FTX Forfeited $29B in Potential Gains on Anthropic Sale
The most expensive early exit in AI history belongs to the FTX bankruptcy estate. In 2021, FTX invested $500 million for an 8% stake in the-nascent AI company Anthropic. Following the exchange's collapse, the estate sold that position in February 2024 for $1.3 billion. This was a reasonable outcome at the time but proved to be a fraction of its potential. Fueled by the AI sector's explosive growth, Anthropic’s valuation has since climbed to $380 billion, making that same 8% stake worth an estimated $30.4 billion today. The sale by the bankruptcy estate locked in a loss of over $29 billion in potential value, realizing less than 5% of what the holding would ultimately be worth.
Broader Portfolio Shows $47.8B in Missed Appreciation
Beyond Anthropic, a reconstruction of Sam Bankman-Fried’s major venture bets reveals a portfolio that would have appreciated by $47.8 billion if held intact. The collection of assets, spanning AI, blockchain infrastructure, and fintech, would have grown from a cost basis of approximately $4.7 billion to a notional value of $52.5 billion. For example, the estate sold between 25 million and 30 million Solana (SOL) tokens for $64 each in April 2024, raising around $1.9 billion. Those sales were executed at a steep discount to SOL's market price of $174 at the time. Similarly, a 7.6% stake in Robinhood, acquired in May 2022 for $648 million, would be worth an estimated $5.7 billion today as the fintech company's market cap approaches $75 billion.

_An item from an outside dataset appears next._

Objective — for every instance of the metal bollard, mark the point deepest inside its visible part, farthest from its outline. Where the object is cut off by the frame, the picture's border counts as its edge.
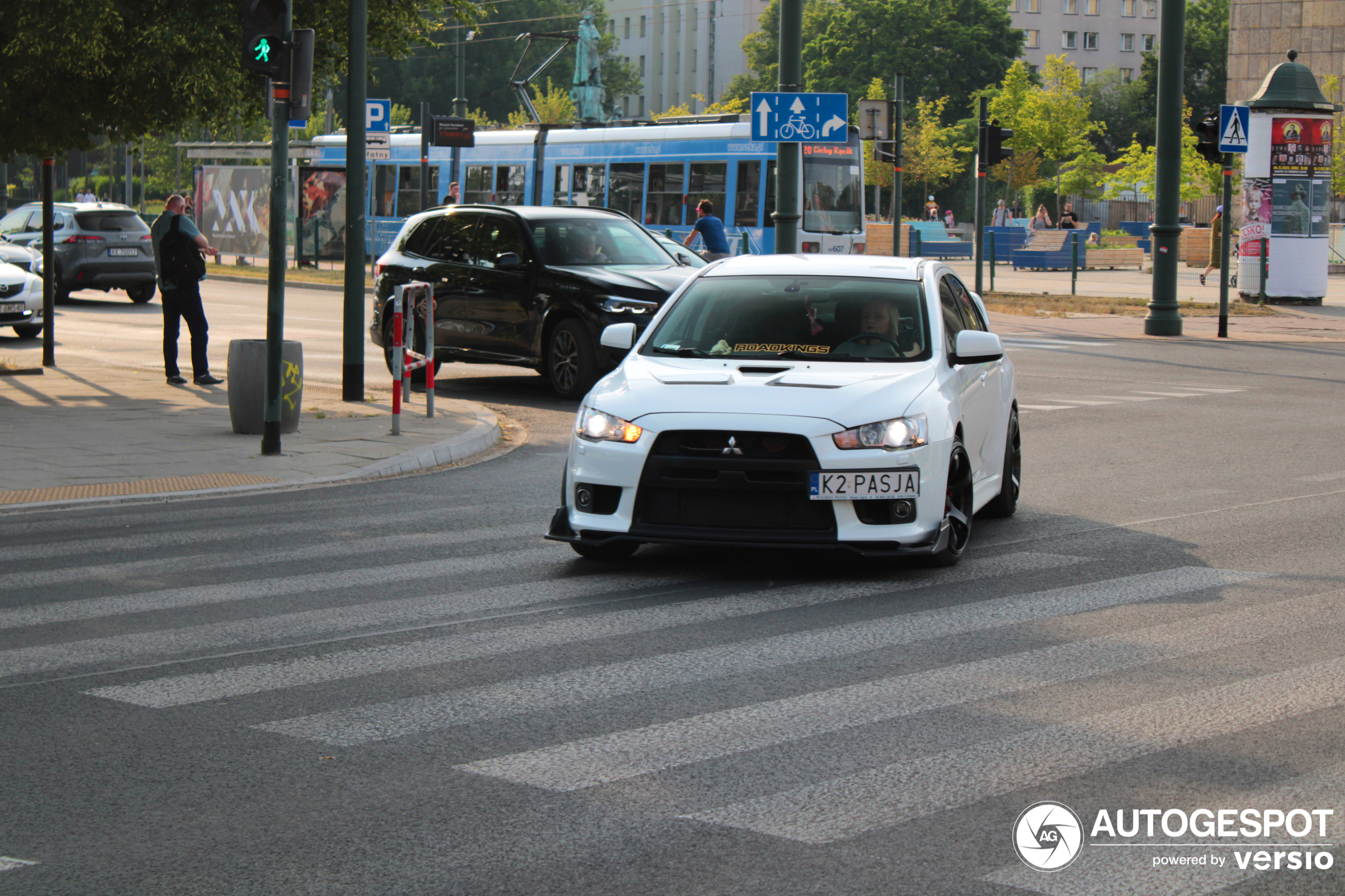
(397, 366)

A Winning Strategy Undone by a Losing Structure
The disastrous end of FTX obscures the remarkable success of its underlying investment strategy. SBF correctly identified and invested in several of the decade's top-performing private technology assets. The firm's fatal flaw was structural: it used short-term, liquid customer deposits to fund long-duration, illiquid venture capital positions. When a surge in withdrawal requests hit $6 billion in November 2022, FTX could not liquidate its venture holdings quickly enough to meet its obligations, triggering a complete collapse. While the bankruptcy estate ultimately recovered approximately $18 billion and is making creditors more than whole on their 2022 claims, the full potential value of the assets—estimated at $52.5 billion—was never realized by those who were owed money.